7. If the asthma is severe, switch to sports that are more “asthma friendly.” Sports such as field hockey, soccer and basketball can be tough, so go for a sport that involves less running, such as golf, baseball or swimming.
8. If you or your child suffers from any food allergies, make sure everyone is informed. This includes the team, athletic staff, and the parents.
9. Pollen levels tend to be at their highest on warm, windy days.
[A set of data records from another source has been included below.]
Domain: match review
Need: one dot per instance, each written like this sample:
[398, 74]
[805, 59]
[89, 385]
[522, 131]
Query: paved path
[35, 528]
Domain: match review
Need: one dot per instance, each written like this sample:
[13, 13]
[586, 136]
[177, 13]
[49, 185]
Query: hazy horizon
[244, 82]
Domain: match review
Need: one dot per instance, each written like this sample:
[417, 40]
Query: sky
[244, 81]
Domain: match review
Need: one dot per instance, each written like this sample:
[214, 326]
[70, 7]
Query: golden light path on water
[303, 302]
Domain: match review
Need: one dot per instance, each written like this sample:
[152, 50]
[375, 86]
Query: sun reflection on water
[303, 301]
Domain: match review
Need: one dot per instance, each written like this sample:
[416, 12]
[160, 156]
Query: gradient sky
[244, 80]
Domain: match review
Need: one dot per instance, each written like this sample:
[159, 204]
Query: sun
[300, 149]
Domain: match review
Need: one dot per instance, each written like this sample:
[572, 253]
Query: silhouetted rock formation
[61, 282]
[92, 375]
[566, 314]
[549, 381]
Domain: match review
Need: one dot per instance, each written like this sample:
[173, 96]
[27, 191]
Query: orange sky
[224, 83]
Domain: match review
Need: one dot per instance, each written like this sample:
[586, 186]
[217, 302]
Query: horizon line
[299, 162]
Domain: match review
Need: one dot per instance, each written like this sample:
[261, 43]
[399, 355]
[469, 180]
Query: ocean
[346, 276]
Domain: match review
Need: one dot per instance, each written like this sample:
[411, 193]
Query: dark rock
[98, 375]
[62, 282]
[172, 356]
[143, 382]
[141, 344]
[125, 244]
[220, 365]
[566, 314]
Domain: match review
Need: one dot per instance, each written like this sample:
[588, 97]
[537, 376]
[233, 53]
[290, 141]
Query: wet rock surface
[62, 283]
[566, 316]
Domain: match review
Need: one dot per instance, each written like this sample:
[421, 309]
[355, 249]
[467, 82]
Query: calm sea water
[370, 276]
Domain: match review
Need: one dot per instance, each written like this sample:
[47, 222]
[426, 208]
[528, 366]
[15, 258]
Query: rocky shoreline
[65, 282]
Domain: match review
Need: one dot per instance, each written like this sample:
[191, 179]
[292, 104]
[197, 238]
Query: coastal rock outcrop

If you or your child are badly affected by pollen, make sure that on these days you stay and train indoors instead!
10. Check what the pollen counts are for the day by going online. If the level is very high, try to stay indoors.
11. If you do go outdoors, go out when the pollen levels tend to be lower. A safe time is generally in the afternoon and evening.
12. Turn on the AC in the home and car and close those windows. This will help keep the pollen out of the space.
13. You should wash immediately after playing. You want the sweat off of your body of course, but the main reason is so you can wash away any pollen that got stuck to you during your time outdoors.
14. Besides washing yourself, you should wash your clothes in hot water after your time outdoors and leave your shoes by the door. You don’t want to track pollen and other allergens across the house.